FCC Rolls Back Media Regulations


The Federal Communications Commission on Thursday reversed longstanding limits on local ownership of TV stations as well as radio stations and newspapers, opening the door to a new wave of consolidation.

The vote was three to two, along party lines, according to The Wall Street Journal.

Ajit Pai
FCC Chairman Ajit Pai, a Republican who led the charge for the overhaul, said that “few of the FCC’s rules are staler” than the broadcast media ownership rules. “It’s about time” that the agency overhauled them to make sense in the digital-media age, he added.

In a statement, Democratic Commissioner Mignon Clyburn predicted that new media consolidation could come “at the expense of localism, competition and viewpoint diversity.”

Television station owners have long complained that the federal rules, enacted over the years to ensure diversity of views, have become an impediment to their ability to compete, particularly at a time when online rivals are disrupting their markets.

The local TV business has been consolidating rapidly in recent years because of the pressures, leading to the emergence of super groups such as Sinclair Broadcast Group .

Some critics say the changes also could help conservative-leaning Sinclair in its pending merger with Tribune Media, which is currently under consideration by the FCC. Aides to Mr. Pai have said that most of the changes have no impact on the proposed merger. The changes that might didn’t go as far as broadcasters requested, they added.

Commissioner Clyburn
The changes will end or loosen several basic ownership limits in the FCC’s rules.

One revision eliminates the longstanding rule that generally prohibits a single individual or company from possessing a daily newspaper and a radio or TV station in the same market. A second change eliminates a similar rule regarding cross-ownership of radio and TV stations.

Other alterations make it somewhat easier for a company to own two TV stations in a single market. For instance, Mr. Pai’s plan eliminates a rule known as the “eight-voices test” that says a station owner can buy a second station in the same market only if there would be eight independently owned stations following the purchase.

Still another change would eliminate the prohibition on owning two of the top four stations in a market. But the FCC will review deals combining two top-four stations on a case-by-case basis.

The FCC also reversed course from its previously released draft and tweaked its ownership limits in embedded markets. While not granting a wholesale change in the way the agency counts stations in embedded markets, the Commission voted to take a presumptive waiver approach that would bring more certainty to the marketplace. Groups that had sought a revamp of the formula the Commission uses to count stations in embedded markets will need to wait until the next quadrennial ownership review.

Also eliminated from the FCC’s rulebook are the radio-television cross-ownership rule and several media ownership regulations targeting the television industry—including eliminating the attribution rule for TV joint sales agreements and eliminating the so-called eight voices test.
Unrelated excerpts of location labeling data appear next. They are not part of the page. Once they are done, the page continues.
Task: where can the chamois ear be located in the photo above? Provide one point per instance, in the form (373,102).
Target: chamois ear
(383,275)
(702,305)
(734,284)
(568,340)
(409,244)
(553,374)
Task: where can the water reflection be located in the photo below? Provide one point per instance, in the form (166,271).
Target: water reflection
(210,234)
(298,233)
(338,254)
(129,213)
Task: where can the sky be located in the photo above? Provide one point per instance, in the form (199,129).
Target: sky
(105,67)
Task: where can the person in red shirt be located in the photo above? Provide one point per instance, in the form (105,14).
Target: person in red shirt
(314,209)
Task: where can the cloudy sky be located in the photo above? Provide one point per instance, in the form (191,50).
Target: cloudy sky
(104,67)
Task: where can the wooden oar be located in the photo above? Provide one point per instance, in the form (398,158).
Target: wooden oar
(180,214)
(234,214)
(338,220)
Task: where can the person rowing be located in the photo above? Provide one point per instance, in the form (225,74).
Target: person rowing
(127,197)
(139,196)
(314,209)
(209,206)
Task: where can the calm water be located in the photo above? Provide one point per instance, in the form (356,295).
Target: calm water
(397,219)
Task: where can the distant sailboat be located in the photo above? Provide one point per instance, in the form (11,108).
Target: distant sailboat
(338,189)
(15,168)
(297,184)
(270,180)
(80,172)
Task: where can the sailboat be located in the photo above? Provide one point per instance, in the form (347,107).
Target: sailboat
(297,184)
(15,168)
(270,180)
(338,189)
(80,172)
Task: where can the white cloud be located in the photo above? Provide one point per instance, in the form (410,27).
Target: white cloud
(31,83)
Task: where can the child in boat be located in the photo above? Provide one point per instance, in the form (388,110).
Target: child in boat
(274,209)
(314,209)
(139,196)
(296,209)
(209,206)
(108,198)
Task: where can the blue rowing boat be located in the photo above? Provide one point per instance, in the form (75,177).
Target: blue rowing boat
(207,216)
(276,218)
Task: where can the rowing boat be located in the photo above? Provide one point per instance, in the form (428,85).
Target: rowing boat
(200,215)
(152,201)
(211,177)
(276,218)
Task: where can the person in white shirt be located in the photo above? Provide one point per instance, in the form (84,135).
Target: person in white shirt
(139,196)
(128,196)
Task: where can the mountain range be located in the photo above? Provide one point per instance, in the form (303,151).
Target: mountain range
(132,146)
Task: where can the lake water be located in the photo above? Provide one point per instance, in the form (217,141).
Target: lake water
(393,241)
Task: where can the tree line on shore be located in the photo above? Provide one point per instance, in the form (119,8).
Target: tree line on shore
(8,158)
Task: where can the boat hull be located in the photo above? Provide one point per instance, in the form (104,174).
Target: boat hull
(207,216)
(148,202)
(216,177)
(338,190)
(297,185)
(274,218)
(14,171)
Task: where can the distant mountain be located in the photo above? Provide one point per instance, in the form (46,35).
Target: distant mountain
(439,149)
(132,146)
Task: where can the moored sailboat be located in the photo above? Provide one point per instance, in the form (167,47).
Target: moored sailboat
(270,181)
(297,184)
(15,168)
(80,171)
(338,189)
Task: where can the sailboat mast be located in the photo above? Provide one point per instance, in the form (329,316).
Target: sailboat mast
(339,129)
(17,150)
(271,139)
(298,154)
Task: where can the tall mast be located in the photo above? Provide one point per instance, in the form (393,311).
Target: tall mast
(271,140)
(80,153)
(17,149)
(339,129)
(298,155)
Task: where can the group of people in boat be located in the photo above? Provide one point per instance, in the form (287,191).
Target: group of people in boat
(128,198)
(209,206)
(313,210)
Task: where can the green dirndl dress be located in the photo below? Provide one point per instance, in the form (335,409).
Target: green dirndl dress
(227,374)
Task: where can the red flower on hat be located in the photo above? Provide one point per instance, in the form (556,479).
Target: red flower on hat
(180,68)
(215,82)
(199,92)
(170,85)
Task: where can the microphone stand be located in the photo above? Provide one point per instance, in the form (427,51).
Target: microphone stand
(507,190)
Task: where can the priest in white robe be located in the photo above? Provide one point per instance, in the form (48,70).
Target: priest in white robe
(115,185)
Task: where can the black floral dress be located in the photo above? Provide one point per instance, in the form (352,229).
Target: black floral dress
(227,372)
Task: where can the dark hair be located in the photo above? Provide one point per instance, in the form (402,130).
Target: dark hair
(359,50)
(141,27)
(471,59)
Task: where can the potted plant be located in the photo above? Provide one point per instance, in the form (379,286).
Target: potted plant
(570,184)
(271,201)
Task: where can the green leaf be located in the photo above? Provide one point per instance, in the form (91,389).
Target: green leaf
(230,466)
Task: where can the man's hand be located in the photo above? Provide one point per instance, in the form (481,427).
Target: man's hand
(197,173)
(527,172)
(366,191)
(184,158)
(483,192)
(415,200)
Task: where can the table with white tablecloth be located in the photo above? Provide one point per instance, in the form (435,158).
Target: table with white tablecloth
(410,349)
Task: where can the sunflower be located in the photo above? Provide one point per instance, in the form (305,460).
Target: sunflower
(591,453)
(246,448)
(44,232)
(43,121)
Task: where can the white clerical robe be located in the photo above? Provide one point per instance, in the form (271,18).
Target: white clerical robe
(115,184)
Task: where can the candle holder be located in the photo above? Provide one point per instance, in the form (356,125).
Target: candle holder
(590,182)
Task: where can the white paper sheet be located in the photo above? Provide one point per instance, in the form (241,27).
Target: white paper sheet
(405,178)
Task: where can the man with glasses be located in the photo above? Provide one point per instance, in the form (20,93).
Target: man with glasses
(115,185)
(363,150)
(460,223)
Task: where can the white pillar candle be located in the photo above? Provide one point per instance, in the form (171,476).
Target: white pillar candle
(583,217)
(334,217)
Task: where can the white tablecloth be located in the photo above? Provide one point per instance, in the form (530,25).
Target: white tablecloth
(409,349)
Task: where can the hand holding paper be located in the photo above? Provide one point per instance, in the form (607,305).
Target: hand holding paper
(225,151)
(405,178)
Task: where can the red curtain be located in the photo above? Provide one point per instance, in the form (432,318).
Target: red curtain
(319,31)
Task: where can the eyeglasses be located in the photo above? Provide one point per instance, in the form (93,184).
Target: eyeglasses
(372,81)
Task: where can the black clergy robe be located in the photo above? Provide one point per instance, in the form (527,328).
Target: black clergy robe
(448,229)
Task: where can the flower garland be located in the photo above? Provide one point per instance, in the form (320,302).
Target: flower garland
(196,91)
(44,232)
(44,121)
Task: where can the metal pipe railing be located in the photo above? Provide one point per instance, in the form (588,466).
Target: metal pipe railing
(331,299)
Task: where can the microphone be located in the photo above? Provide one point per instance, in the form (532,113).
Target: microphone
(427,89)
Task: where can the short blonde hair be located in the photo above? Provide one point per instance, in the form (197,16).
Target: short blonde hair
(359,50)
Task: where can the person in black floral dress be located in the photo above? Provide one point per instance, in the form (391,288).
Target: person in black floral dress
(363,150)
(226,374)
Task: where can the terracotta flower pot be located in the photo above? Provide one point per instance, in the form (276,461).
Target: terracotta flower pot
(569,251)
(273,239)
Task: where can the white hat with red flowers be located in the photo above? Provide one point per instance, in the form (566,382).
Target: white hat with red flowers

The Commission also voted to launch a rulemaking for determining how an incubator program that would “encourage greater diversity” in broadcasting can be crafted.

Court Challenge Looms

InsideRadio reports the public interest group Free Press said the Commission’s decision will “weaken the standards” on a variety of media regulations including the rules which prevented a single company from owning radio stations, TV and a daily newspaper in the same market. It’s vowing to take its fight to federal court.

The National Association of Broadcasters has dismissed allegations that the FCC is playing favorites. NAB president Gordon Smith said the rule changes are “broader than any one company” pointing out the broadcast industry has asked the FCC to modernize its media ownership rules for decades.